Le droit de préemption de la SAFER sur les terres
Un droit puissant, mais qui ne s'exerce pas sur une transmission par décès.
La SAFER — Société d'aménagement foncier et d'établissement rural — dispose d'un droit de préemption sur les ventes de biens à usage agricole. Elle peut donc se substituer à l'acquéreur choisi par le vendeur, pour installer un agriculteur ou restructurer le parcellaire.
Deux précisions dissipent la plupart des inquiétudes. Ce droit s'exerce sur les ventes, et il connaît des exceptions dont la plus large concerne les proches du vendeur.
Cette page décrit un mécanisme général et ne remplace pas la vérification, par un notaire, du régime applicable à votre parcelle et à votre opération.
Sur quoi le droit s'exerce
| Opération | Préemption de la SAFER |
|---|---|
| Vente d'un fonds agricole ou de terres | possible, dans les conditions légales |
| Transmission par décès | non, ce n'est pas une vente |
| Donation | non, à titre gratuit |
| Vente à un parent proche du vendeur | exceptée, dans les limites prévues |
| Vente à l'exploitant en place, sous conditions | exceptée |
La deuxième ligne répond à la question la plus fréquente, souvent posée après un décès : une succession ne déclenche pas la préemption, parce qu'il n'y a pas de vente.

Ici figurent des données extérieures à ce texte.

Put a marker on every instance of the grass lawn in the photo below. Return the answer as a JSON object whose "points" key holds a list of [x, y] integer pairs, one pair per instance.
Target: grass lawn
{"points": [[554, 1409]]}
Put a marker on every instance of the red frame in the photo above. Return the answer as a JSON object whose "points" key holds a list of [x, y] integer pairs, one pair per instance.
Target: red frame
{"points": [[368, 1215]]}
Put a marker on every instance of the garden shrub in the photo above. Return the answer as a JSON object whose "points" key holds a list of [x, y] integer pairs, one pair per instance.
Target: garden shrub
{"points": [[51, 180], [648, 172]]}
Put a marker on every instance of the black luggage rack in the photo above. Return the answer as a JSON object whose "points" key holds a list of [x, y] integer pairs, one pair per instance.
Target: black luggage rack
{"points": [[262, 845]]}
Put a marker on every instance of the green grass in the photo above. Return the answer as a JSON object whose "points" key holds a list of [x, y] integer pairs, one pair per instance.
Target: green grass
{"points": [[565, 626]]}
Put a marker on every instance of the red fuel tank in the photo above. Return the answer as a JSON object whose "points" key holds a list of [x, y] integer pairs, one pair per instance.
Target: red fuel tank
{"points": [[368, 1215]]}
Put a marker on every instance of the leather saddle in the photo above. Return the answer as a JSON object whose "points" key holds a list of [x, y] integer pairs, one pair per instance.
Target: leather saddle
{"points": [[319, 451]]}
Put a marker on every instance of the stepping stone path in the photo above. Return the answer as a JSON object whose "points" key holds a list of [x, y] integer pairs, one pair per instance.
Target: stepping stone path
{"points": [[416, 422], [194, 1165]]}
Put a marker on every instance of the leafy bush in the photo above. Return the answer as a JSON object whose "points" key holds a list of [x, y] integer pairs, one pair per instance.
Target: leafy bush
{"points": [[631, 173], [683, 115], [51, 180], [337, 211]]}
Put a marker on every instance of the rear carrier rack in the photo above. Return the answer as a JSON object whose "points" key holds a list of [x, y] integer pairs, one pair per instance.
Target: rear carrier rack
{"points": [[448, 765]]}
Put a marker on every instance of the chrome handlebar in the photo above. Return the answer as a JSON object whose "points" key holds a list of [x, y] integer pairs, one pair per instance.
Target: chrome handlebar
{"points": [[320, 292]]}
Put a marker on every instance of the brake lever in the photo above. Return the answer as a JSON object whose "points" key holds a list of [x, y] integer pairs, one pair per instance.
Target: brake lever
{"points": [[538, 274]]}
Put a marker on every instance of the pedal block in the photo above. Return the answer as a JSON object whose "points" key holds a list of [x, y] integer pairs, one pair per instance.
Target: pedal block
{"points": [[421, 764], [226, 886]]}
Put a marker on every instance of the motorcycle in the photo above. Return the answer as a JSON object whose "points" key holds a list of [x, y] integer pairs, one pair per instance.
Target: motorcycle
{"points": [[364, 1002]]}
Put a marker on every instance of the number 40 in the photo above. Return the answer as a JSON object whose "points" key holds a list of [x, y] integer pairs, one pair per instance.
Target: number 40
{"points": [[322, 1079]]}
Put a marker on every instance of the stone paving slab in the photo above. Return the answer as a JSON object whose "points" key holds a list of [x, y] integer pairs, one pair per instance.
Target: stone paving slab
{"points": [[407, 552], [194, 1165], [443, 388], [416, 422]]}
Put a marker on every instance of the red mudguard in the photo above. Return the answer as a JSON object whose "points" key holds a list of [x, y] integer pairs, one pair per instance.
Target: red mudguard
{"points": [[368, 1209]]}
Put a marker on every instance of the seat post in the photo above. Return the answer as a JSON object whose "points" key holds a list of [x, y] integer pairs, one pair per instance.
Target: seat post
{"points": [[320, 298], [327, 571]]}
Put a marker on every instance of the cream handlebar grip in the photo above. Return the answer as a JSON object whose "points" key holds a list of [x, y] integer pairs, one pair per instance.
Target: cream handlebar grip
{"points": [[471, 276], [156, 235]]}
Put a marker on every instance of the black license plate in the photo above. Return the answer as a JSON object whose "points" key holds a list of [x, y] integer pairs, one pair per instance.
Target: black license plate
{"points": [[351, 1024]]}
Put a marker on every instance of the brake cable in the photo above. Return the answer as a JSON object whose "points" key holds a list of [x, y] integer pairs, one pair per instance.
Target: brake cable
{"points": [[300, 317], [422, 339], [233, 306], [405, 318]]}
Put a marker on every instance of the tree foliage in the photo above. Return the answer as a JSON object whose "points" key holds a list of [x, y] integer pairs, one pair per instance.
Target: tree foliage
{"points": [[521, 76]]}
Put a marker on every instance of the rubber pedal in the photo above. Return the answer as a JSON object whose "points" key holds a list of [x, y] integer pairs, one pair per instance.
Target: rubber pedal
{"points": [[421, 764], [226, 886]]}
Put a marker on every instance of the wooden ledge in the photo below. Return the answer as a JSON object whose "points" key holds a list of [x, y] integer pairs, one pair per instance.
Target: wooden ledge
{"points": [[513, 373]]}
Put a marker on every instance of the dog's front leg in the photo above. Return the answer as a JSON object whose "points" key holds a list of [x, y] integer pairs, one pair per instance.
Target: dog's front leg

Ce qui se passe en pratique
- La notification de la vente projetée est adressée à la SAFER par l'étude
- Elle dispose d'un délai pour se prononcer, fixé par le Code rural
- Elle peut préempter au prix, ou en contestant le prix, ce qui rouvre la discussion
- Son silence vaut renonciation, et la vente se poursuit
- Sa décision doit être motivée par un objectif d'aménagement rural
Le troisième point mérite attention : une préemption avec révision de prix permet au vendeur de renoncer à la vente, comme pour la préemption communale.

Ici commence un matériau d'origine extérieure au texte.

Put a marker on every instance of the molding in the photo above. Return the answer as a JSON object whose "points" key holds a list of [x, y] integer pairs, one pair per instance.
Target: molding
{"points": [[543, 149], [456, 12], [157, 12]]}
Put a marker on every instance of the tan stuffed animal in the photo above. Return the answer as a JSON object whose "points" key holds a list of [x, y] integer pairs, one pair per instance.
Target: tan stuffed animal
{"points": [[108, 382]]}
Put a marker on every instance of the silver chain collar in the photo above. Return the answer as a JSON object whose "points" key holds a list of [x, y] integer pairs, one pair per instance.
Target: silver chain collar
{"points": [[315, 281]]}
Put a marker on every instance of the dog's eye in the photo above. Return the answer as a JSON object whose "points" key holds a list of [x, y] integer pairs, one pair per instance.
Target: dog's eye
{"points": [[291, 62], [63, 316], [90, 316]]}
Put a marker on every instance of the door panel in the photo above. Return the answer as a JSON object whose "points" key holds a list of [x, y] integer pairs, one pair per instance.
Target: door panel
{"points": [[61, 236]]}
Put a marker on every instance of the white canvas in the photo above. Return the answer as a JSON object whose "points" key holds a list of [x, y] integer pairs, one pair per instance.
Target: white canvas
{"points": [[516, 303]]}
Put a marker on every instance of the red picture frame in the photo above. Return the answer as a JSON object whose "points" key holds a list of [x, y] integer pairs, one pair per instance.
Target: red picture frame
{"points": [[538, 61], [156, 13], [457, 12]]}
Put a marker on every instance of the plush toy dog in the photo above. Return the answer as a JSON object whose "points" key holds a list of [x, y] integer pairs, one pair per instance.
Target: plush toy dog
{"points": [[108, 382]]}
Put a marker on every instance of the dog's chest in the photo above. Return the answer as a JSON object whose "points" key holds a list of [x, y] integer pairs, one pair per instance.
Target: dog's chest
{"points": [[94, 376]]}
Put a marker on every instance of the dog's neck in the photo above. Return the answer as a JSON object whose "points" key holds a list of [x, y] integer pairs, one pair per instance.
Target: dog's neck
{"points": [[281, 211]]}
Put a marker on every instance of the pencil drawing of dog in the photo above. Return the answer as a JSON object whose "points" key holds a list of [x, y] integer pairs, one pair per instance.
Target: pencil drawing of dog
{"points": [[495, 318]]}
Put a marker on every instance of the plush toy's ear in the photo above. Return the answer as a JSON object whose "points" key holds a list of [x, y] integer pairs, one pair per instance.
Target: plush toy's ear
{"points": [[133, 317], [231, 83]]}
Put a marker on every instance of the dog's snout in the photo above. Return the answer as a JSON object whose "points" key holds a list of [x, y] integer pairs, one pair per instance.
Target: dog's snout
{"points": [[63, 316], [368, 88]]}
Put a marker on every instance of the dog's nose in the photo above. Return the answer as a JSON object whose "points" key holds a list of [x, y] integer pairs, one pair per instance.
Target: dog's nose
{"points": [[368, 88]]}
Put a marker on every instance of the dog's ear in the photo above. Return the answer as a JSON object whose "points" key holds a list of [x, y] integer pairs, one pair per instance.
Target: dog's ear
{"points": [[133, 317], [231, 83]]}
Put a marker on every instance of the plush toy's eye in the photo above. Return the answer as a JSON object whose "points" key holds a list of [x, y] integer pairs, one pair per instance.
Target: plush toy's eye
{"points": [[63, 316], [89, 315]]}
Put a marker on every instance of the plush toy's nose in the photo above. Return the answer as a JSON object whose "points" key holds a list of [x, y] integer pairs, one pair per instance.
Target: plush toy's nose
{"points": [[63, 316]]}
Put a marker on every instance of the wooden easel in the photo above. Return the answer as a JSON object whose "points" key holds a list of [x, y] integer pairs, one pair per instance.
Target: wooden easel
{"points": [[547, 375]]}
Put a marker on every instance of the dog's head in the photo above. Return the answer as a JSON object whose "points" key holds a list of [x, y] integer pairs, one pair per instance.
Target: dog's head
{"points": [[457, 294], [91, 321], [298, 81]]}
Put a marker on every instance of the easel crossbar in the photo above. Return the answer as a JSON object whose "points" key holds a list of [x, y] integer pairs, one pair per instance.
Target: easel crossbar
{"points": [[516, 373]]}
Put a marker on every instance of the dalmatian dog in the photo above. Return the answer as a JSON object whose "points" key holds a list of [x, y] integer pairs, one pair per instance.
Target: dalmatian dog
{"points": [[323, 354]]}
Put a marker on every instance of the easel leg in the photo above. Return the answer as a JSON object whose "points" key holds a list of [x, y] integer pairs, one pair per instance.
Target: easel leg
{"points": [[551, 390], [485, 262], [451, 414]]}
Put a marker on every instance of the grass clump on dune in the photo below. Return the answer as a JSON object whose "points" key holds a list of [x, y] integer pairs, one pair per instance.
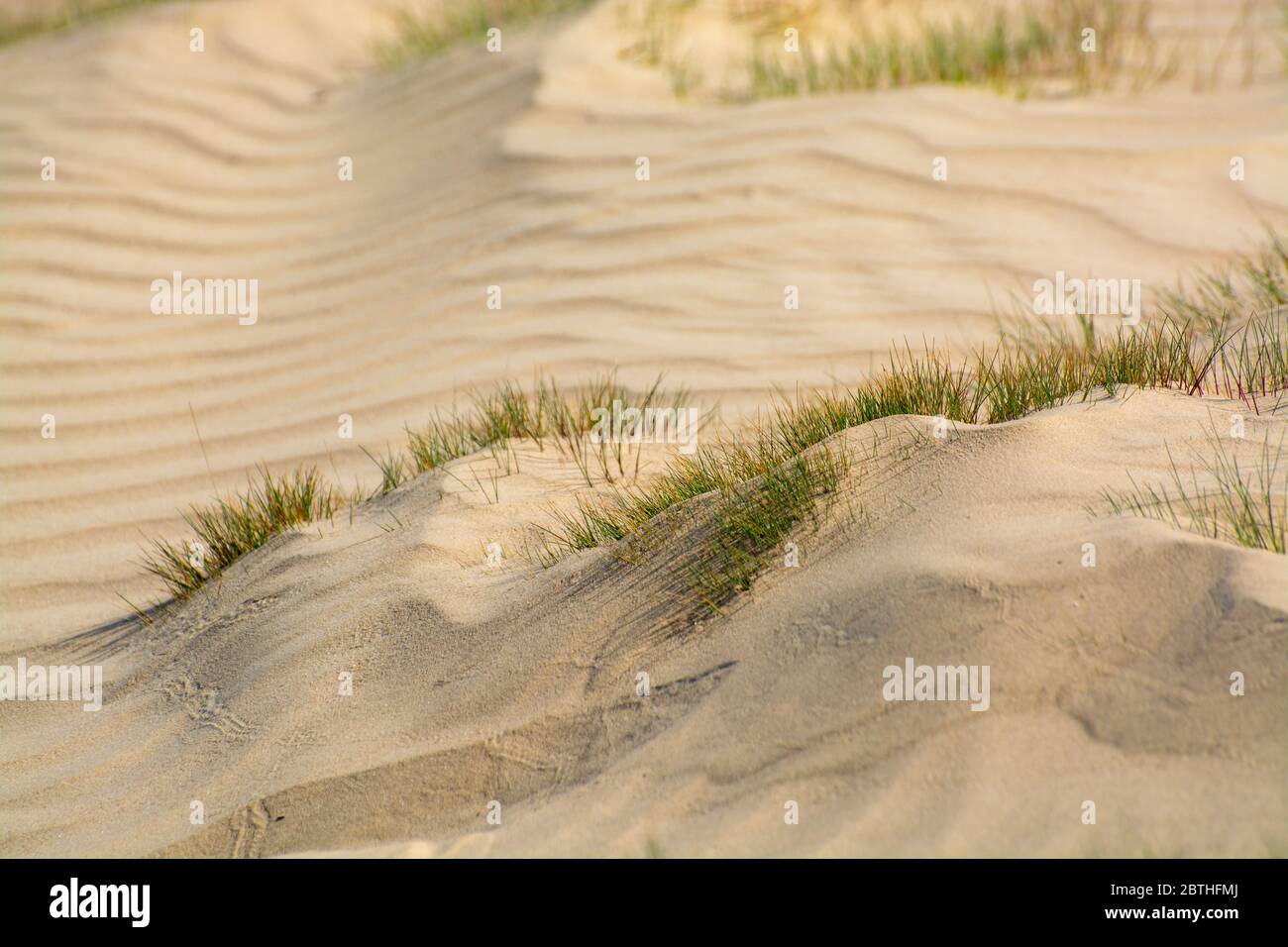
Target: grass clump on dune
{"points": [[844, 48], [761, 484], [75, 13], [228, 528], [425, 35], [231, 527], [1245, 505]]}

Le concours avec d'autres droits
Plusieurs droits de préemption peuvent porter sur la même parcelle : celui du fermier en place, celui de la commune, celui de la SAFER. Un ordre de priorité existe, et le fermier passe généralement devant.
C'est l'une des raisons pour lesquelles la vente d'une terre agricole demande du temps : voir le droit de préemption urbain et les délais d'une vente.
Pour un couple d'exploitants
L'organisation du patrimoine agricole se heurte souvent au régime matrimonial et aux formes sociétaires propres au monde rural. Le sujet est traité sur agriculture et couple.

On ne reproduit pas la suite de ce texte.